Alexander Springs, Photo credit: Chuck O’Neal
A shallow pool and sandy beach meet the crystal blue Alexander Spring making it popular for family swimming and diving. The seven-mile Alexander Creek flows from the spring to the St. John’s River with easy access for boating. Adjacent to the spring, the Timucuan Trail is ideal for a short hike surrounded by semi-tropical vegetation. Interpretive signs share cultural information about the indigenous Timucuan people who once inhabited the area. The signs also identify live vegetation used by the natives in their diet.
Fed by nine vertical fissures rising out of the earth is Salt Springs. This spring was named for its slight salinity from various minerals and sodium salts were believed to have medicinal value by early tourists. A boat ramp and marina provide easy access to Lake George, the second largest lake in Florida. There is also prime fishing, a spacious campground, and RV hookups.
Enjoying our springs is one of the joys of living in the state.

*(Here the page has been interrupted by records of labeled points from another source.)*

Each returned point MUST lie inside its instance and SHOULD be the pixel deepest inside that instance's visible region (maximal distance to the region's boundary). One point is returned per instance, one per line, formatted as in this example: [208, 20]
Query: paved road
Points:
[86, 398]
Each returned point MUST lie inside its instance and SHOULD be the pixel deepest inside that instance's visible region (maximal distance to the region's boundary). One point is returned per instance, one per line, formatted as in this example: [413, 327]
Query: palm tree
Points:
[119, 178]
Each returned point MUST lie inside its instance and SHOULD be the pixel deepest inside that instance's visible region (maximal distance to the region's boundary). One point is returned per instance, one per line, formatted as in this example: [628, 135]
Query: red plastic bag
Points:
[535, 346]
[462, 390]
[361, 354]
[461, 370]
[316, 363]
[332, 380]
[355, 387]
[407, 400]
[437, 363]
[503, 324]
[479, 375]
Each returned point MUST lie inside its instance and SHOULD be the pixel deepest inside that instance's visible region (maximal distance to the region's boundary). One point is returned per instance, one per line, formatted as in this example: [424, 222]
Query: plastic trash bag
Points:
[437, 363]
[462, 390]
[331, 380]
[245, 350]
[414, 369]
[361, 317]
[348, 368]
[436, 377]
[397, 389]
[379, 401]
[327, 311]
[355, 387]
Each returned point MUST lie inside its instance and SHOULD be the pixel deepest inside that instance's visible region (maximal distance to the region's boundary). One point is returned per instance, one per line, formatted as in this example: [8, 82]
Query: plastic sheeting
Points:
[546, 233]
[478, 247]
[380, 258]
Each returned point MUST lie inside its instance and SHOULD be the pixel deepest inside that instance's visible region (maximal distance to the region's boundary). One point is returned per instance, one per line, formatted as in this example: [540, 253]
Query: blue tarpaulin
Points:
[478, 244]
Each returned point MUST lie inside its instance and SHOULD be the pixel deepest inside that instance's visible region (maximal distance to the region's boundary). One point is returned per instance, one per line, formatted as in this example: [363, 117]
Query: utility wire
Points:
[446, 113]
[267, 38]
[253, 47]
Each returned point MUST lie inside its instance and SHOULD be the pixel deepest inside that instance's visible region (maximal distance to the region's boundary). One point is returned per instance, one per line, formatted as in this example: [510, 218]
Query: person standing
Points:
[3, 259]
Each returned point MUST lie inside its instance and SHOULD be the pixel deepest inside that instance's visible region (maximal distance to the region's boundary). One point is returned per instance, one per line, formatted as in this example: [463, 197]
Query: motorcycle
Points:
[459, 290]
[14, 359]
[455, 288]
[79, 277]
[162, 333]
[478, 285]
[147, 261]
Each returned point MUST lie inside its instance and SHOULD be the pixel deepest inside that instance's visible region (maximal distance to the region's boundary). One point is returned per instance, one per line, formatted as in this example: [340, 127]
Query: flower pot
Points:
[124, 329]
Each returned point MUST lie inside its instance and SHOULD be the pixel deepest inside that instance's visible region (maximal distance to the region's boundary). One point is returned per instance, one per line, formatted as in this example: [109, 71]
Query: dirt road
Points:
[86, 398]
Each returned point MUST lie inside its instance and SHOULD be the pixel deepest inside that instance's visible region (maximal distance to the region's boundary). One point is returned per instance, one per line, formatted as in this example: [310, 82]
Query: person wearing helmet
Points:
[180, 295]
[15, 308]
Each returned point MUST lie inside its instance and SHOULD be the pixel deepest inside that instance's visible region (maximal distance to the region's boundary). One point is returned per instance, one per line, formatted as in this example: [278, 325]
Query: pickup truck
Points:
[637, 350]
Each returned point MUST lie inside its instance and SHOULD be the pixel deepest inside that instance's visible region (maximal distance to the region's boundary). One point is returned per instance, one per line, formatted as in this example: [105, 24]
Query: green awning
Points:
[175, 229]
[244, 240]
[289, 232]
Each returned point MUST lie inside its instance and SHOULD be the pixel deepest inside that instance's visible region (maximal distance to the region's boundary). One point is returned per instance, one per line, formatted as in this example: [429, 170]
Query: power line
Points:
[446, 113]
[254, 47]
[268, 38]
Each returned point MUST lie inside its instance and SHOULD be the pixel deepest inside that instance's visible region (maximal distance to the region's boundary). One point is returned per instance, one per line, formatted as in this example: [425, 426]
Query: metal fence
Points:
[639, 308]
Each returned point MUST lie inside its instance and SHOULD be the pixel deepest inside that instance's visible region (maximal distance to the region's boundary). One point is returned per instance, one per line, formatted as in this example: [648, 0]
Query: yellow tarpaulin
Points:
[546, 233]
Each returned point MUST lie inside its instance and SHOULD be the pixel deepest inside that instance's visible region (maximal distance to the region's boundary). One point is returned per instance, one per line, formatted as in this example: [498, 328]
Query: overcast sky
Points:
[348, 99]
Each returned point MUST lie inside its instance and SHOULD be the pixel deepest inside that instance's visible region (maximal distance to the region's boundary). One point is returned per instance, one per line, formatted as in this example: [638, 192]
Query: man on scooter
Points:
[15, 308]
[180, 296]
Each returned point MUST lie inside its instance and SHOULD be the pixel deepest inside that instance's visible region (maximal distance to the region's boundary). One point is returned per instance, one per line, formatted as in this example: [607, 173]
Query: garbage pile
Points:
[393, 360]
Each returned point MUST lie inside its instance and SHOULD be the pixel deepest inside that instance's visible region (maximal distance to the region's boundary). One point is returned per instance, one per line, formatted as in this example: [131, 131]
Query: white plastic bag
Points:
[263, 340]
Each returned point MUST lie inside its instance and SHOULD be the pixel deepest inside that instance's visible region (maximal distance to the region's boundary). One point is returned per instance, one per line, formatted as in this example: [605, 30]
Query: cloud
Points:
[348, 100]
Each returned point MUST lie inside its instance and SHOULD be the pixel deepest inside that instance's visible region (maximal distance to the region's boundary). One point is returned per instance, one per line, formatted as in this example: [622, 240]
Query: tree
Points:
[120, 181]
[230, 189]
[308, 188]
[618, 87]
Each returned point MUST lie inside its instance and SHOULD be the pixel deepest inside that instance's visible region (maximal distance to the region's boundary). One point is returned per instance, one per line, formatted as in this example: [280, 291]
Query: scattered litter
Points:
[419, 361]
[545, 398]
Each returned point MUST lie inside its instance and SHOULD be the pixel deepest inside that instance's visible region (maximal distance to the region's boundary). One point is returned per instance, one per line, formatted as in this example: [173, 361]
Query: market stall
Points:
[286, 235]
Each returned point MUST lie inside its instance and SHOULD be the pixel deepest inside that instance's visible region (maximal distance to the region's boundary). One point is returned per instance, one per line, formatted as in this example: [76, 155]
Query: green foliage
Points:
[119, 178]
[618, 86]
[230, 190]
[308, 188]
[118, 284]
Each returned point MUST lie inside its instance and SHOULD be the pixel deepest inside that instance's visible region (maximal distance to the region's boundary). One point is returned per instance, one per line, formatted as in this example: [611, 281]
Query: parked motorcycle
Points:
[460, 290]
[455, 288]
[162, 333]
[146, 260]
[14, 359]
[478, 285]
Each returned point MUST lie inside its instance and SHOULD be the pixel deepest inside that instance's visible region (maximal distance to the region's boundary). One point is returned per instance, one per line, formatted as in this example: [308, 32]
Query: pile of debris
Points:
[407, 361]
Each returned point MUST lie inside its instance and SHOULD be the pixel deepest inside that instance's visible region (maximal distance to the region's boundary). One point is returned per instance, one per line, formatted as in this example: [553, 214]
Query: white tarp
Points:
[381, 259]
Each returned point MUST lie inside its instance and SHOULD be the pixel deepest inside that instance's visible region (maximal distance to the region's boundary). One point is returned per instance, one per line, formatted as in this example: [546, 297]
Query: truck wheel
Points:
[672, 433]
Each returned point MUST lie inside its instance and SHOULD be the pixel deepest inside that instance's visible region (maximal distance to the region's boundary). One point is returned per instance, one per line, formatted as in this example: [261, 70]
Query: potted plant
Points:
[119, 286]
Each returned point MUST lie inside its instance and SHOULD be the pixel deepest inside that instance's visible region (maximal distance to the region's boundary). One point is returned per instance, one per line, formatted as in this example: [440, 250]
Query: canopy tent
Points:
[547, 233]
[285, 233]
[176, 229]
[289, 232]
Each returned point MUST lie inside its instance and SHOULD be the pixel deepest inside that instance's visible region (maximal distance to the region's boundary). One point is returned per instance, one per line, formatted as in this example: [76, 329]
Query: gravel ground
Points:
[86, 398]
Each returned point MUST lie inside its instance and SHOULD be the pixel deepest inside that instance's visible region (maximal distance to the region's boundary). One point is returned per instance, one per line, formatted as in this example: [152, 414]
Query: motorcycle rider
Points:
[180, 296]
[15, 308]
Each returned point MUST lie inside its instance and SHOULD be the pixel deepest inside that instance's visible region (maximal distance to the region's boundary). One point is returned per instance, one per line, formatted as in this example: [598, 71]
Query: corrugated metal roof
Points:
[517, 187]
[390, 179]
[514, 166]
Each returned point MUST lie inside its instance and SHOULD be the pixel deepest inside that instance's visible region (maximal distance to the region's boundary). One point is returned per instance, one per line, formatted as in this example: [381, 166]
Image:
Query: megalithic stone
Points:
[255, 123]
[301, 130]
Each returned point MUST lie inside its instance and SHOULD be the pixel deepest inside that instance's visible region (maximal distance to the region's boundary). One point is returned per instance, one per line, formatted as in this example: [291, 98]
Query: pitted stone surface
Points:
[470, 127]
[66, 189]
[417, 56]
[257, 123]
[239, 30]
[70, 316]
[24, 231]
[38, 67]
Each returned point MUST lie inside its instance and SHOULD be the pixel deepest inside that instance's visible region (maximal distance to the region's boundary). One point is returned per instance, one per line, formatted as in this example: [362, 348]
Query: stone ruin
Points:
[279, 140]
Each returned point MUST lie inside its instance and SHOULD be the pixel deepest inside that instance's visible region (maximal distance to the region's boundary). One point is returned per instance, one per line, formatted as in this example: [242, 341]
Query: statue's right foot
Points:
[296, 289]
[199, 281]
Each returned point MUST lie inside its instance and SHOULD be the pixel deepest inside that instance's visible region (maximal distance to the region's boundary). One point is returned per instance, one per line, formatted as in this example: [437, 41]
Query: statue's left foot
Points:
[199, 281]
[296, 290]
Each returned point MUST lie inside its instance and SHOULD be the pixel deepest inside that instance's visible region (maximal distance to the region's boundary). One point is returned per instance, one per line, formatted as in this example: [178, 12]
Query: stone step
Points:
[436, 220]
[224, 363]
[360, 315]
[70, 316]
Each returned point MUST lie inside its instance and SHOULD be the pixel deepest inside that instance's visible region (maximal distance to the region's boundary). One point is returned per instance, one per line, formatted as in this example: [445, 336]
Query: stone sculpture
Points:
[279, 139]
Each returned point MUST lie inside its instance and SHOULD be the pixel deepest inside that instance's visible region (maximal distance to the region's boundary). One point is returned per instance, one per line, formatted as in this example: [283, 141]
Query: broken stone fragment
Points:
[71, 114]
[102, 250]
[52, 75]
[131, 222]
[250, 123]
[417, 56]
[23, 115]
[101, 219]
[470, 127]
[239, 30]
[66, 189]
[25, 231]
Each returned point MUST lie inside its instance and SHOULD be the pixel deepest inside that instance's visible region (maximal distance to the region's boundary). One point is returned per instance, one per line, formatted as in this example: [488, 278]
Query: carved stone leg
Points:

Most would agree we all have a responsibility to preserve and care for them, not just for their beauty, but also for their importance as a fresh water supply. It’s no secret that Florida’s springs are in jeopardy, especially as Florida’s population increases, adding more environmental impacts to the state aquifer. So, while enjoying these natural delights, each of us can play a role in reducing groundwater pollution and decreasing water consumption.
At home, you can install low-flow plumbing fixtures, landscape with native plants, and reduce or eliminate the use of fertilizers in the yard. You can also take action to support local land planning initiatives designed to protect springs.